By Justin Boron
Members of the Clayton County branch of the NAACP hinted Tuesday night at possible legal action against the Board of Commissioners if it fails to build all six of the recreation centers outlined in a handbook for the Special Purpose Local Option Sales Tax initiative.
At a news conference held outside the county administration building, the group also pointed out that the county commission missed a 90-day deadline given by Chairman Eldrin Bell to break ground on the first recreation center in Riverdale.
"Ninety days have come and gone a few times," said Bobby Simmons, the economic development director of the Clayton County NAACP. "They will force us to look at our legal avenues. This is something that we're not taking lightly."
During the County Commission meeting held after the press conference, commissioners did not seem to waiver.
Attention to the recreation centers, which were proposed to be built with $40 million of a special sales tax, has not wavered since Bell suggested in February the county may not be able to build all six.
The announcement catalyzed community concern amid an abrupt rise in youth violence.
Dexter Matthews, the president of the local NAACP, proposed that the county commission build three centers this year and three centers next year, even though he says he was promised in 2003 that two centers would be completed in SPLOST's first year.
While Bell didn't budge on his plan to build the recreation centers gradually, he said the centers were the county's "No. 1 priority."

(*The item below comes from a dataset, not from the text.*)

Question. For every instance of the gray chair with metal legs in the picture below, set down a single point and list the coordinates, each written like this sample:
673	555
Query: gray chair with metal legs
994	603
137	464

He also said in the meantime, the county would be working with the school system to use its facilities for recreation services.
Explaining why the 90-day deadline was missed, Bell said the property sale for the recreation center in the north part of the county fell through.
Matthews also criticized the county's recent use of SPLOST funds to buy $365,000 worth of road maintenance equipment.
Bell maintained that the purchase was legal.
County Commissioner Wole Ralph advocated once again allocating all of the money for six recreation centers.
"It's abundantly clear that each and every meeting citizens come before the board and ask us to maintain our commitment to the centers," he said.